The data.table
package provides many of the same table handling methods as SQL. If a table has a key, that key consists of one or more columns. But a table can't have more than one key, because it can't be sorted in two different ways at the same time.
In this example, X
and Y
are data.table
s with a single key column "id"; Y
also has a non-key column "x_id".
X <- data.table(id = 1:5, a=4:8,key="id")
Y <- data.table(id = c(1,1, 3,5,7), x_id=c(1,4:1), key="id")
The following syntax would join the tables on their keys:
X[Y]
How can I translate the following SQL syntax to data.table code?
select * from X join Y on X.id = Y.x_id;
The closest that I have gotten is:
Y[X,list(id, x_id),by = x_id,nomatch=0]
However, this does not do the same inner join as the SQL statement.
Here is a more clear example in which the foreign key is y_id, and we want the join to look up values of Y2 where X2$y_id = Y2$id
.
X2 <- data.table(id = 1:5, y_id = c(1,1,2,2,2), key="id")
Y2 <- data.table(id = 1:5, b = letters[1:5], key="id")

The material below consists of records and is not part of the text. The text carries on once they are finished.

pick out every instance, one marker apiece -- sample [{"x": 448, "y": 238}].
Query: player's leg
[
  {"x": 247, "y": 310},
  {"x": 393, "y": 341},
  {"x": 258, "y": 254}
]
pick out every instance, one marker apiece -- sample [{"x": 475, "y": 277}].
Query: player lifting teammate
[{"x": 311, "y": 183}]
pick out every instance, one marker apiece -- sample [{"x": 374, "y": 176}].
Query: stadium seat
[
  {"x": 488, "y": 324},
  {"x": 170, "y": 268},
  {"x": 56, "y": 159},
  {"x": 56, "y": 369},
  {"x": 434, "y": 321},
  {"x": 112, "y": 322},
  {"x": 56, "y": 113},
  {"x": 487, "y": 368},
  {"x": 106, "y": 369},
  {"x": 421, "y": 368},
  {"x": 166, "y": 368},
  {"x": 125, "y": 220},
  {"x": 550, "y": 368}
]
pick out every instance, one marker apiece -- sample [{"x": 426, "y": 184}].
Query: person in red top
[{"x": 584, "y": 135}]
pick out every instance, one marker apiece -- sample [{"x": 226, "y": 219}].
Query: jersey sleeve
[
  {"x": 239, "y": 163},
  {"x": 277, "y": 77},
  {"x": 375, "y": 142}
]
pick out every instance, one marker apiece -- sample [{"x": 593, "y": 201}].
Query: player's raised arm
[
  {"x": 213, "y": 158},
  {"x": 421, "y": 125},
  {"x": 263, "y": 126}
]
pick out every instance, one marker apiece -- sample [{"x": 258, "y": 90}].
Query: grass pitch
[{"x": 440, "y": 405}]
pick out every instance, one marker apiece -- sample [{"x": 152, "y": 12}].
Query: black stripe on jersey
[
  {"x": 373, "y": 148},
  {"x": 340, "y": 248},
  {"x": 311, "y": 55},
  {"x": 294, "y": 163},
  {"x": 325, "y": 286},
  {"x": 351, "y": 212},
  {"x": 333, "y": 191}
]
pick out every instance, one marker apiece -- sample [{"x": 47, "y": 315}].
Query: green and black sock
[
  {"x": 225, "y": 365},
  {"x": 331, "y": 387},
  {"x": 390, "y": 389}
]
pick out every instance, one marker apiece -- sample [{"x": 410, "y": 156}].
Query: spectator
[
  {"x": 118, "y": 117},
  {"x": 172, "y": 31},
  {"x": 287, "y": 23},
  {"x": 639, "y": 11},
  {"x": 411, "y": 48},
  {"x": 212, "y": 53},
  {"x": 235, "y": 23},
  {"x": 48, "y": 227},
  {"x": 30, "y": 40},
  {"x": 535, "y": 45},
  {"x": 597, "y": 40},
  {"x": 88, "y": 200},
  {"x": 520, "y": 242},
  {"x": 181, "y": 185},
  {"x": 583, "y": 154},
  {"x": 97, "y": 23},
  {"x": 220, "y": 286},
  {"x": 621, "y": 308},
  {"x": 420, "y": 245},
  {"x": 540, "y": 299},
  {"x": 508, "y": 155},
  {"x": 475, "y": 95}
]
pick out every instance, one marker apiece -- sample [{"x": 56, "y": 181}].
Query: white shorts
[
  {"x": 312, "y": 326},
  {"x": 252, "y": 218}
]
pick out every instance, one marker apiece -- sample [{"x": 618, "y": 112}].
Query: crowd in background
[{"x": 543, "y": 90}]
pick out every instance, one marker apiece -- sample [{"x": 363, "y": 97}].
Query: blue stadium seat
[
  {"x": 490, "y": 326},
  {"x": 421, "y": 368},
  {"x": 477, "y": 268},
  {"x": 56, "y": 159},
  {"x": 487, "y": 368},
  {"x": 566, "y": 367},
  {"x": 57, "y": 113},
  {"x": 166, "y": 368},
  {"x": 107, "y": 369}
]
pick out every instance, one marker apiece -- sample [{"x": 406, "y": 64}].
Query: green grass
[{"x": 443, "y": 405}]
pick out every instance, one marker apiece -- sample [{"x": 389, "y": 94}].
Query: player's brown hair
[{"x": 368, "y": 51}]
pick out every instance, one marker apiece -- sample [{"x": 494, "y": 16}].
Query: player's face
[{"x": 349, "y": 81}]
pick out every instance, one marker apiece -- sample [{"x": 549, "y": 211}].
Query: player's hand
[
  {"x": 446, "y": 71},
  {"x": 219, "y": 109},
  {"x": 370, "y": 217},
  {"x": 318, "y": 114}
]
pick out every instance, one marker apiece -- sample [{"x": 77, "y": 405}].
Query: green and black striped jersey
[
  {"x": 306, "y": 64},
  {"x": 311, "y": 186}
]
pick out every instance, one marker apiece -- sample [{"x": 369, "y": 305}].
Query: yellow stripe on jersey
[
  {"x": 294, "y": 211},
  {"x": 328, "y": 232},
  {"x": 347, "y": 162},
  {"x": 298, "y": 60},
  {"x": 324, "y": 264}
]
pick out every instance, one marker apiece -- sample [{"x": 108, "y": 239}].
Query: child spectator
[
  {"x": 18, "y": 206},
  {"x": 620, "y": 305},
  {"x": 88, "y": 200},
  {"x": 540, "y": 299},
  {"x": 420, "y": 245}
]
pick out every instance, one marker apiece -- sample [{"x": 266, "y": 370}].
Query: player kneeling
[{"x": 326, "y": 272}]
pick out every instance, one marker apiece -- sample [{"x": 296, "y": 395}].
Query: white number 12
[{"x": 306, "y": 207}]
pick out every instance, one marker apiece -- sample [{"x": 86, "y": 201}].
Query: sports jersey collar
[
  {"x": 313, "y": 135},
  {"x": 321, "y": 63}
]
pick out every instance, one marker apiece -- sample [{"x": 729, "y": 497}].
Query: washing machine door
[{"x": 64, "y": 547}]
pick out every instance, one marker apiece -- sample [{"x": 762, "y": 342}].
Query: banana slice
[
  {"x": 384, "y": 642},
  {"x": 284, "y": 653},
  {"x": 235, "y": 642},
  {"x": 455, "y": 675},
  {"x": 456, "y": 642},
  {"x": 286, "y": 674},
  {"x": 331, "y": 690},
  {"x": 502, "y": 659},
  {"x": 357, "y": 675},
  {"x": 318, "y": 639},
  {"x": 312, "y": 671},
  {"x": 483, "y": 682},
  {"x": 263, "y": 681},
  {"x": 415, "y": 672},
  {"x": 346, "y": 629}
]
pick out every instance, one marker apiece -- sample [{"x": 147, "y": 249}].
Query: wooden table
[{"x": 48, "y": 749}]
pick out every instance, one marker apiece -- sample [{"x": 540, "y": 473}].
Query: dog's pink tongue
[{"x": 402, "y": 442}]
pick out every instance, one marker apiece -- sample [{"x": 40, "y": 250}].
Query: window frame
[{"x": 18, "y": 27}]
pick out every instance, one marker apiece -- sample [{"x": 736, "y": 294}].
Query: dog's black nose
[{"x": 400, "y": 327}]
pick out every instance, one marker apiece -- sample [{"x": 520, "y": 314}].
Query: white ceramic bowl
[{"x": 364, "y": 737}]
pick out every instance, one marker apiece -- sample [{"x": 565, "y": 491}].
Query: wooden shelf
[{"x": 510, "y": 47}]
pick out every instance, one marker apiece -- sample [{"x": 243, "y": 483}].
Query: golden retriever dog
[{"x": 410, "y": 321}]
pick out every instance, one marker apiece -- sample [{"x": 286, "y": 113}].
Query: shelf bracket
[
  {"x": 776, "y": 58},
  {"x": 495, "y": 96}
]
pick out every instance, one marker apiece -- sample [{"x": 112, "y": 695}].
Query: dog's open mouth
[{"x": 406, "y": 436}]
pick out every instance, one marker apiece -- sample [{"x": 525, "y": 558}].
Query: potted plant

I would like to produce the table:
id y_id b
1 1 "a"
2 1 "a"
3 2 "b"
4 2 "b"
5 2 "b"
similar to what is done by the following kludge:
> merge(data.frame(X2), data.frame(Y2), by.x = "y_id", by.y = "id")
y_id id b
1 1 1 a
2 1 2 a
3 2 3 b
4 2 4 b
5 2 5 b
However, when I do this:
X2[Y2, 1:2,by = y_id]
I do not get the desired result:
y_id V1
[1,] 1 1
[2,] 1 2
[3,] 2 1
[4,] 2 2